Authentifiée pépite depuis sa sortie en salles, Akira reste un monument de l’animation japonaise, en raison de la qualité de son graphisme mais aussi et surtout par l’exceptionnelle densité de son récit.
En juillet 1988, Tokyo est soufflée par une explosion d’origine inconnue. Nombre de pays alliés y voient une attaque ennemie et les évènements s’enchaînent vite : la troisième guerre mondiale éclate, détruisant nombre de grandes cités de par le monde et avec elles, des millions de vies.
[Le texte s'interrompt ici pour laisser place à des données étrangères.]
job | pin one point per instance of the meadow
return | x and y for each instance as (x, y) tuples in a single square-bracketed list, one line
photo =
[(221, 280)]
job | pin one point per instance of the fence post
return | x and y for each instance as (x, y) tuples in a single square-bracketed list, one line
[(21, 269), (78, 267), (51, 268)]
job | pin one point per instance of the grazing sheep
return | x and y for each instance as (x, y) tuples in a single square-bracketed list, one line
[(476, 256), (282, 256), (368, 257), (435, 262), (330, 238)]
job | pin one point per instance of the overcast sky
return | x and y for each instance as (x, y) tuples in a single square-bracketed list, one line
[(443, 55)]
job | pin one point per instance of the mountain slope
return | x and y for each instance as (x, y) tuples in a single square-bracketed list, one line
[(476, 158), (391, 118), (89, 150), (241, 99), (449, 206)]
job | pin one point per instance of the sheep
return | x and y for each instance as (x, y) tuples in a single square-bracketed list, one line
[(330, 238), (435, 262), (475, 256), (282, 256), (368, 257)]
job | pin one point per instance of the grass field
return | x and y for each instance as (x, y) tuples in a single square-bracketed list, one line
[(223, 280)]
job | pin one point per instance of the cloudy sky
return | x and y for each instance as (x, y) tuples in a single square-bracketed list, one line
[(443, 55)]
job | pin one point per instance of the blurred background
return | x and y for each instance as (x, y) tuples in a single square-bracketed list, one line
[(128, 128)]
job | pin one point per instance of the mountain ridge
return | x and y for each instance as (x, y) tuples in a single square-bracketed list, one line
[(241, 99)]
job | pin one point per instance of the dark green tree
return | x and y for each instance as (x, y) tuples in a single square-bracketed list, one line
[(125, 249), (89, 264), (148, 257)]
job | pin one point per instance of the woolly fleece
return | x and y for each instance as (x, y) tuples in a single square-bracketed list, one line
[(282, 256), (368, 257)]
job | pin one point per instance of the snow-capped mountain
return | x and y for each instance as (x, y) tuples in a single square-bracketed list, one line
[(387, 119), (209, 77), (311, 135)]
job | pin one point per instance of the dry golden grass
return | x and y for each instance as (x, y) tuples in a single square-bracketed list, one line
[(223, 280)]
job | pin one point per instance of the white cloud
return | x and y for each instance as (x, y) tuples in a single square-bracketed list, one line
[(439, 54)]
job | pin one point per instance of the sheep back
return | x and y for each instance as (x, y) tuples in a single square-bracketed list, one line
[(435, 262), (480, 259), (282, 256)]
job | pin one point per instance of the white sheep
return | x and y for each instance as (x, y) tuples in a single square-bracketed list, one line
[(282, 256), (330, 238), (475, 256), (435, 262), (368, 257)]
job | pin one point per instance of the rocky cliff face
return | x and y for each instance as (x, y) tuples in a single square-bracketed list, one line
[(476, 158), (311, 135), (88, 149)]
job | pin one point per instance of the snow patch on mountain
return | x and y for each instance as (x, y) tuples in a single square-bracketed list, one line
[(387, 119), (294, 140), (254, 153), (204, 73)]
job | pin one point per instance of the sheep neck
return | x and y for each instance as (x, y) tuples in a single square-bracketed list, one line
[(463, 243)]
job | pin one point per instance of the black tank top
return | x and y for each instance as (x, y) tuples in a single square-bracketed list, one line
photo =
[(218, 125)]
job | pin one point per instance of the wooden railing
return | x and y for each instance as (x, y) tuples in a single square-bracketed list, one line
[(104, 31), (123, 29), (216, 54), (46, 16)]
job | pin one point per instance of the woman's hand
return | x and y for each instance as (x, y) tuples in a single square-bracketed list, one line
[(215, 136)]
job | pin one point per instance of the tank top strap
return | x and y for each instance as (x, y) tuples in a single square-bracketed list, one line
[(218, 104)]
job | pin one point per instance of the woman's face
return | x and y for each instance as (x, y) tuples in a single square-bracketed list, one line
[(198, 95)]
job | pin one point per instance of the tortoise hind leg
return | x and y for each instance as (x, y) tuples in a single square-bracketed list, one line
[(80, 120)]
Les décennies passent et la reconstruction tente d’effacer les traumatismes. Tokyo a été rebâtie et, en 2019, elle porte le nom pompeux de Neo-Tokyo. Plus grande encore qu’autrefois, la capitale est néanmoins soumise à la corruption des puissants et au désoeuvrement d’une partie de sa population, emmenée par une jeunesse qui ne connaît que ce nouveau monde. Orphelins, drogués, voyous, les plus audacieux trompent la mort toutes les nuits lors de courses poursuites à moto, que ce soit entre eux ou avec les forces de l’ordre. Une nuit, Tetsuo, membre d’une bande, est ainsi gravement accidenté. Malgré l’intervention de ses amis, il tombe alors aux mains de militaires qui ont autre chose en tête que de le soigner. Cobaye malgré lui, Tetsuo est soumis à des tests visant à produire par la suite des super soldats dotés de pouvoirs psychiques tels que la télépathie, la télékinésie. En dépit de la douleur, Tetsuo use inconsciemment de ses nouveaux dons et parvient à s’évader, emmenant avec lui un autre prisonnier de l’infernale machine de guerre secrète, un tout jeune garçon nommé Akira. De retour parmi les siens, Tetsuo est incapable de leur expliquer ses tourments mais nul ne peut ignorer qu’il a changé : haineux, enragé, colérique, désespéré, il ne cesse de chercher le conflit, surtout avec Kaneda, le chef de sa bande, pourtant son meilleur ami. La vérité apparaît lorsqu’il leur fait une démonstration des nouvelles capacités nées de ce que l’armée lui a infligé. Pendant un temps, Tetsuo pense que c’est un bienfait qui va lui permettre de devenir non seulement chef de bande mais aussi le dirigeant d’un nouvel ordre. Pour lui, Akira est la clé de ce monde futur. Il a des pouvoirs, il est très puissant, il pourrait être un messie. Mais lorsque son corps devient incontrôlable, Tetsuo se révèle dangereux. Il pourrait bien détruire tout ce qui l’entoure…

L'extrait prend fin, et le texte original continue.